The future is bright, but it doesn’t necessarily mean that Modi’s reform is easy. 90% of the labor force in India is in the informal sector, and the rest 10% in formal institutions. Let’s look at a tricky number – people who took part in recent anti-reform demonstrations account for 10% of Indian population – a simple coincidence?

受劳动法保护,正规部门的雇员往往享受“铁饭碗”。印度的铁路、银行、邮政、制造业等部门冗员无数,效率极其低下,但是随着改革推进,“铁饭碗”变得岌岌可危。但同时,正规部门恰恰是工会组织化、政治化程度最高的地方。相比于非正规部门的一盘散沙,正规部门的雇员往往组成各种工会,再通过工会组成政治联盟,以此影响政策走向。这种极高的政治组织度和动员能力与选票民主结合,成了坚不可摧的政治集团。毕竟,无论哪个政治家,若想挑战占人口10%的“投票集团”都等于政治自杀。

Protected by law, those employees of formal institutions are invariable secured with “iron rice bowls”. The departments of railway, bank, mail and manufacturing services in India are overflown with excess personnel, and are often accused of for their low efficiencies. After Modi pushed a series of reforms, they sensed the threat to lose their “iron rice bowls”. Meanwhile, these formal institutions usually have complete organizations of labor unions, and are often highly politicized. Compared with the collection of atomized individuals in those informal institutions, these formal ones would form various labor unions, and build them into political allies, so as to influence the trend of national politics. Such a  high degree of political organization and mobilization, in conjunction with ballot democracy gradually become indestructible political groupings. After all, if a politician ever dares to challenge the “ballot groups” that account for 10% of Indian population, he/she is committing suicide.

莫迪深知推动劳动制度改革会遭遇空前阻力,因此他特地选择从较为落后的拉贾斯坦邦率先推动。一开始,劳工改革在拉贾斯坦、北方邦等正规部门本就薄弱的地区推行是比较顺利的,可到了西孟加拉邦、喀拉拉邦等工会强大且正规部门占比较高的地方,难度陡然上升,因而出现“亿级”规模的骚动。这种骚动一旦固化为政治势力,很可能危及莫迪的执政基础,这样一来劳工改革只会胎死腹中。因此,不管改革调门多高,莫迪在劳工问题上都会慎之又慎。

Modi is fully aware of the formidable obstacles he has to face if he is to continue reforms in the labor system. In light of this, he chose the State of Rajasthan, which is relatively underdeveloped, as the experimental field. At first, reforms proved successful in the States of Rajasthan and Uttar Pradesh, where those formal institutions are relatively weak. But things became tough and complicated when the reforms moved to the States of West Bengal and Kerala, where the labor unions are strong, and formal institutions are proportionately more. Riots, involving hundreds of thousands of people, broke out. Once the disturbances consolidate politically, Modi’s government might be shaken at its foundation. In that case, Modi’s labor system reforms might fail even before being commenced. As a result, although Modi keeps making high-sounding noises about reform plans, he cannot afford to be too pushy o specific labor issues.

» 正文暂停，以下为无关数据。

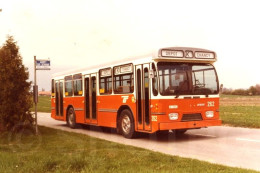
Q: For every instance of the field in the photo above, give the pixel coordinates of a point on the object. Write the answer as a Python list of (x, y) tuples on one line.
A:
[(240, 111), (59, 151)]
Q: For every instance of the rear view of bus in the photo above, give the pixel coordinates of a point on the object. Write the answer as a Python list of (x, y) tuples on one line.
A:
[(188, 94)]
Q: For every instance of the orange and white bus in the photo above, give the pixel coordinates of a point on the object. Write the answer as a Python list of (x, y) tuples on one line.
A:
[(176, 88)]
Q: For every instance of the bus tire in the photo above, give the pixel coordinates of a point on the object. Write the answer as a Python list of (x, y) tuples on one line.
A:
[(71, 118), (180, 132), (126, 124)]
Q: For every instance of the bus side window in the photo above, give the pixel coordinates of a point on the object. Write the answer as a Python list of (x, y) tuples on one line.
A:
[(52, 88), (77, 82), (68, 86), (124, 84), (154, 81), (105, 82)]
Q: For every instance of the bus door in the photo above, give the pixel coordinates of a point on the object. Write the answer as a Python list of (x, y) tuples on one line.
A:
[(59, 99), (143, 97), (91, 99)]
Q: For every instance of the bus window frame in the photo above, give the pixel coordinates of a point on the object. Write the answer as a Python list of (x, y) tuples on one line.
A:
[(121, 74), (107, 91), (68, 79), (77, 80)]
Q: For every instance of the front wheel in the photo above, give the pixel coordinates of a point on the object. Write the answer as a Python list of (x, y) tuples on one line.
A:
[(71, 118), (126, 124), (180, 132)]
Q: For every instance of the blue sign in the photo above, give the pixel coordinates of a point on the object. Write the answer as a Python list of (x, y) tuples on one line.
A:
[(43, 64)]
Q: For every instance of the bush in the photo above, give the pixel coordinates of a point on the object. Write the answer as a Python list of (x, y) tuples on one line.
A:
[(15, 99)]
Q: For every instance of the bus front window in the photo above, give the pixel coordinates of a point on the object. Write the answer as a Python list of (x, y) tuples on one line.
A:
[(187, 79)]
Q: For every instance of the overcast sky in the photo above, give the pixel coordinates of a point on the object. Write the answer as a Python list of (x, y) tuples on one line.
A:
[(79, 33)]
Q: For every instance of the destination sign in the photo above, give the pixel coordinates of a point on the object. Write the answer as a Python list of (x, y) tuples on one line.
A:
[(204, 55), (106, 72), (123, 69), (172, 53), (43, 64)]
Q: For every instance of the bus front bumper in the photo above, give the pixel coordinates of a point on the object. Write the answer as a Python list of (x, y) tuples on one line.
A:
[(189, 124)]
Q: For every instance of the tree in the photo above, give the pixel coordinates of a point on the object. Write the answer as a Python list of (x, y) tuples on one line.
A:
[(15, 98)]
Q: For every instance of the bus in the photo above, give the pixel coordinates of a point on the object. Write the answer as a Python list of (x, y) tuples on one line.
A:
[(175, 88)]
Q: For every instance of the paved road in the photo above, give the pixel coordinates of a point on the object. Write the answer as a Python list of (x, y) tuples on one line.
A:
[(237, 147)]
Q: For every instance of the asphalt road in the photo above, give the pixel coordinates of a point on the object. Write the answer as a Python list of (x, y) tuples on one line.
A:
[(236, 147)]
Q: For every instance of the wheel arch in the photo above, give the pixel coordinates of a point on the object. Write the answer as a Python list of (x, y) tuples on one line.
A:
[(123, 107), (67, 110)]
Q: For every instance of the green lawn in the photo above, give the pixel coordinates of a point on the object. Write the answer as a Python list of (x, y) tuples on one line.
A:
[(44, 104), (240, 111), (241, 116), (59, 151)]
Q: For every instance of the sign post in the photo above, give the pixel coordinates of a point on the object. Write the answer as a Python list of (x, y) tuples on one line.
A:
[(38, 65)]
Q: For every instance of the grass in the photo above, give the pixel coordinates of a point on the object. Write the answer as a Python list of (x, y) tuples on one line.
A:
[(44, 104), (59, 151), (240, 111)]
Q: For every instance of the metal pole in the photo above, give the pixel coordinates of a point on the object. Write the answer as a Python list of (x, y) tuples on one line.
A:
[(35, 84)]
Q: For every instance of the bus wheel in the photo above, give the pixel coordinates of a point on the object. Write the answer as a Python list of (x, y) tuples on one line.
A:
[(126, 125), (179, 132), (71, 119)]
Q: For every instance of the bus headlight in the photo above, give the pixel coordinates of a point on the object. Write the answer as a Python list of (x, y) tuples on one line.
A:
[(173, 116), (209, 114)]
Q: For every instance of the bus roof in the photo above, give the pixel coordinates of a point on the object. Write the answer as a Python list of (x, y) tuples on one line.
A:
[(169, 54)]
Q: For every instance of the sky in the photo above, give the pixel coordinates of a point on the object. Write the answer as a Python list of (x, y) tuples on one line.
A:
[(79, 33)]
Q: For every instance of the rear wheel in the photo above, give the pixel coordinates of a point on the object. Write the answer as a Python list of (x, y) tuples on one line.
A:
[(126, 124), (71, 118)]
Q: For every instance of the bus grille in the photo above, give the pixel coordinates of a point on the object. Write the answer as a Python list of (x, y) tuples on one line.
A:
[(191, 117)]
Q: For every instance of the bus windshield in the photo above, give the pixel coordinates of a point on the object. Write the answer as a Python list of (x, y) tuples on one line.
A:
[(187, 79)]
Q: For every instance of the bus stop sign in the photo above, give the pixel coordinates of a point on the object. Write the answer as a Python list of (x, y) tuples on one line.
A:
[(43, 64)]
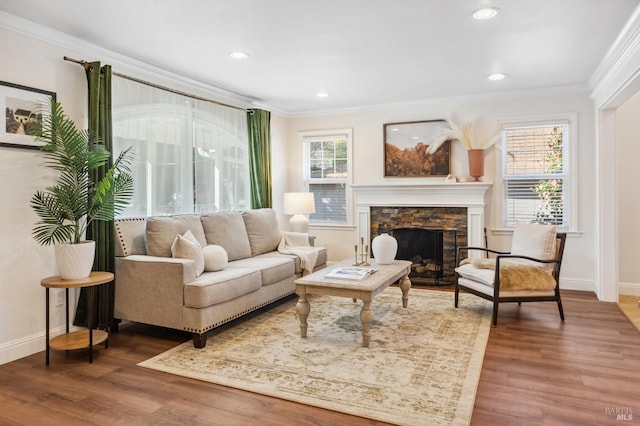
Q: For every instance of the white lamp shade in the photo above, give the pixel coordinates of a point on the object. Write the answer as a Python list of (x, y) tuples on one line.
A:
[(299, 203)]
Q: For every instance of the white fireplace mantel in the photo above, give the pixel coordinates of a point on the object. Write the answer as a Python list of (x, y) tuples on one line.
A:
[(469, 194)]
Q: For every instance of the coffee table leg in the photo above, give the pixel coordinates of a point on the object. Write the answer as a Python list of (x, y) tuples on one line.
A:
[(366, 317), (303, 308), (405, 285)]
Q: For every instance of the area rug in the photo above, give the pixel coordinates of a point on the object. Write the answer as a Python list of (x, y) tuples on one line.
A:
[(422, 365)]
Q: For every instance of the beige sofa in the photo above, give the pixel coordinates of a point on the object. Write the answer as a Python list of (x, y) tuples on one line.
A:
[(153, 286)]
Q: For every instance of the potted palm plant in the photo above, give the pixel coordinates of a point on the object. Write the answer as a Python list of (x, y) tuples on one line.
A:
[(68, 207)]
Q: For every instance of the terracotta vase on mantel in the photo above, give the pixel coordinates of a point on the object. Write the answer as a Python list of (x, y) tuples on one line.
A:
[(476, 164)]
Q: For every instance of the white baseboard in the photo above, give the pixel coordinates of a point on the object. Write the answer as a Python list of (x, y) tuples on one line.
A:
[(577, 284), (629, 289), (16, 349)]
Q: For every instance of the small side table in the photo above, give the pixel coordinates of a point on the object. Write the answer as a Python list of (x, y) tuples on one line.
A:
[(82, 338)]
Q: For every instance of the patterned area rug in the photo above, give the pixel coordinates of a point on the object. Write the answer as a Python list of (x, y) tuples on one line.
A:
[(422, 365)]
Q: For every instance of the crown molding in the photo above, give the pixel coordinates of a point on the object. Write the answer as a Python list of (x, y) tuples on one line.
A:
[(486, 97), (123, 64), (619, 67)]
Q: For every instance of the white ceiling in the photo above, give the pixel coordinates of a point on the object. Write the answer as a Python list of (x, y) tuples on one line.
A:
[(362, 52)]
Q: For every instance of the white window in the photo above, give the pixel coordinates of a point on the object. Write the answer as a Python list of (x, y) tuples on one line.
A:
[(327, 171), (537, 177), (191, 155)]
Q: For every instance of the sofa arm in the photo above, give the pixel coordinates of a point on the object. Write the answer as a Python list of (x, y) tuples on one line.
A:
[(150, 289)]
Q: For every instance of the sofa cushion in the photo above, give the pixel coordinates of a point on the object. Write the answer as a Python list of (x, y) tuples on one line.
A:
[(187, 247), (162, 230), (227, 229), (215, 258), (320, 261), (130, 236), (263, 230), (212, 288), (272, 269)]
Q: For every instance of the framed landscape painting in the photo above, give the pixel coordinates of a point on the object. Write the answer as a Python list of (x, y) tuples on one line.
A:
[(25, 108), (405, 146)]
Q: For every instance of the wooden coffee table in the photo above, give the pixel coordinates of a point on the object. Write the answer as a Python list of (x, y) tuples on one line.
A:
[(365, 290)]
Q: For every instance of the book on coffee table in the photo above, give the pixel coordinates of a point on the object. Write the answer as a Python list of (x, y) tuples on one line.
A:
[(351, 272)]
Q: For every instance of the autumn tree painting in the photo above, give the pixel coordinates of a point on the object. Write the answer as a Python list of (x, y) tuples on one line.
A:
[(413, 161)]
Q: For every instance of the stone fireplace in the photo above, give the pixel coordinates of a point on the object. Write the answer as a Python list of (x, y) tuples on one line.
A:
[(441, 217), (427, 236)]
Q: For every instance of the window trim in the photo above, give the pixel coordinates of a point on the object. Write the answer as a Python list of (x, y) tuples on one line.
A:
[(571, 150), (331, 134)]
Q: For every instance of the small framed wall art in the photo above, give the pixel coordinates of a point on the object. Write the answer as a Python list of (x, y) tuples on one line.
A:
[(406, 145), (25, 108)]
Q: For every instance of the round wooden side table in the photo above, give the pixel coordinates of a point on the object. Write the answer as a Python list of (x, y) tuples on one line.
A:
[(82, 338)]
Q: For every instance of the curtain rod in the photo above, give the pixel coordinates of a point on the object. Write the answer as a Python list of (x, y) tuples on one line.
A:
[(87, 66)]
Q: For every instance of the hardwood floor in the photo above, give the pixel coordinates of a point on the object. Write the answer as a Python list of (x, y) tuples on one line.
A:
[(537, 370)]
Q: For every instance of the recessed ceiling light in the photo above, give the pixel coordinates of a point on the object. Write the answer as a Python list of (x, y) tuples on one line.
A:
[(485, 13), (239, 55)]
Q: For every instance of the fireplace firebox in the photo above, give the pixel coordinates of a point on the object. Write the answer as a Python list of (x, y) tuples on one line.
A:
[(425, 249)]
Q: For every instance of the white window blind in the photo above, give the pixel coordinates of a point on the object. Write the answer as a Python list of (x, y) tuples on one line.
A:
[(326, 174), (535, 174)]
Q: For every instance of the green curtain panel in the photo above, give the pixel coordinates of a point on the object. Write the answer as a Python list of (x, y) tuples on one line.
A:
[(102, 232), (260, 157)]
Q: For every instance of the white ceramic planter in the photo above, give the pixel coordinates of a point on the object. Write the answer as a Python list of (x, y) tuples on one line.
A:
[(384, 248), (75, 260)]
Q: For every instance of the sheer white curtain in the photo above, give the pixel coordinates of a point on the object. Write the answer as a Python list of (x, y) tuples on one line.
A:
[(191, 156)]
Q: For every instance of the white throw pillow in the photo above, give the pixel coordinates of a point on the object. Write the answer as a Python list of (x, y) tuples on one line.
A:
[(470, 272), (186, 246), (215, 258), (534, 240)]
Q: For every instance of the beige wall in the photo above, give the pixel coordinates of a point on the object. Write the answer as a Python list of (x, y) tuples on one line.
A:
[(23, 263), (628, 177), (578, 269)]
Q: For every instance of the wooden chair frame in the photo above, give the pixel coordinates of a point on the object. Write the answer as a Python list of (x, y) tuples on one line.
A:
[(495, 297)]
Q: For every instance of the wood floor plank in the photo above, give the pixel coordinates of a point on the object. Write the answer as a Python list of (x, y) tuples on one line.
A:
[(537, 370)]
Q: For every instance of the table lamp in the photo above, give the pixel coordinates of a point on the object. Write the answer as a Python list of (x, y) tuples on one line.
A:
[(299, 204)]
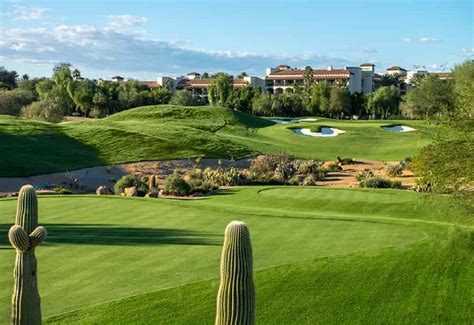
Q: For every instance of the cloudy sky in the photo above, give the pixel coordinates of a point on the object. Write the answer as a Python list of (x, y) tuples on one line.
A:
[(143, 39)]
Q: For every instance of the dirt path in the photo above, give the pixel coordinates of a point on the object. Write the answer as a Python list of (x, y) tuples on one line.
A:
[(87, 180)]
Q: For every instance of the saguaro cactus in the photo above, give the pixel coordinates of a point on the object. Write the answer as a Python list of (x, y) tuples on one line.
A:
[(25, 235), (236, 296)]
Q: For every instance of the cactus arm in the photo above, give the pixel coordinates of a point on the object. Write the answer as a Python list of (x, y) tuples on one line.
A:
[(24, 236)]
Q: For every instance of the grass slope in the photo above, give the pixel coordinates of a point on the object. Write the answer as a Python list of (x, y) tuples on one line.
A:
[(321, 255), (169, 132)]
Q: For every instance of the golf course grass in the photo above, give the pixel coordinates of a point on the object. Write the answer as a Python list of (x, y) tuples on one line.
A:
[(320, 256), (173, 132)]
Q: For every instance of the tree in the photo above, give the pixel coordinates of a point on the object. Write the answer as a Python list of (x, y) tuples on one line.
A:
[(220, 90), (433, 97), (319, 98), (308, 76), (464, 89), (82, 93), (184, 98), (76, 74), (11, 101), (262, 105), (339, 101), (383, 102), (448, 164), (8, 79), (241, 98), (44, 110), (242, 75)]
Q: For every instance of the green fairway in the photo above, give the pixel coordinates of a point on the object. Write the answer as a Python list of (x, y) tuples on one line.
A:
[(170, 132), (321, 255)]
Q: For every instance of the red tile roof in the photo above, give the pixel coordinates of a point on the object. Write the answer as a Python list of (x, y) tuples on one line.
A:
[(395, 68), (317, 74), (151, 84), (204, 83), (443, 75)]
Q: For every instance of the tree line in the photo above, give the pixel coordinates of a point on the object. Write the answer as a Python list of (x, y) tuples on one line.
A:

归根结底,印度劳工问题的实质是经济基础与上层建筑脱节的问题:法律、政策的顶层设计超前于经济、社会的基层现实而滋生出利益集团寄生的空间;而利益集团又利用虚高的顶层设计来固化既得利益,阻止外部力量来修正这种扭曲状态。从历史的宏观视野看,印度陈腐的劳工体制无疑是盘剥大部分人以奉迎小部分人的扭曲体制;但从社会的微观视角看,“劳工利益”、“社会公平”、“防止剥削”又显得无懈可击、难以辩驳。面对劳工制度的症结,也许莫迪的难处恰恰在于,他企图纠正的是一个“正确”的错误。

All said and done, labor issues in India reflect essential gaps between economic foundations and superstructure. The top-level designs of laws and policies far surpass the economic and social conditions at the grass root level, and spaces lie within for interest groups to be active. These interest groups use the well meaning top level designs to consolidate their vested interest, and prevent any outside forces from fixing the unfair, distorted state of affairs. From a broader perspective of history, the hackneyed labor system in India is, without doubt, a distortion that exploits most people and caters to the needs of a minority. But from the micro, social perspective, the labels “labor interest”, “social equality” and “anti-exploitation” seem unassailable and indisputable. Confronting the crux of labor issues in India, the tricky situation Modi has to handle is to do his best to fix those “rightful mistakes”.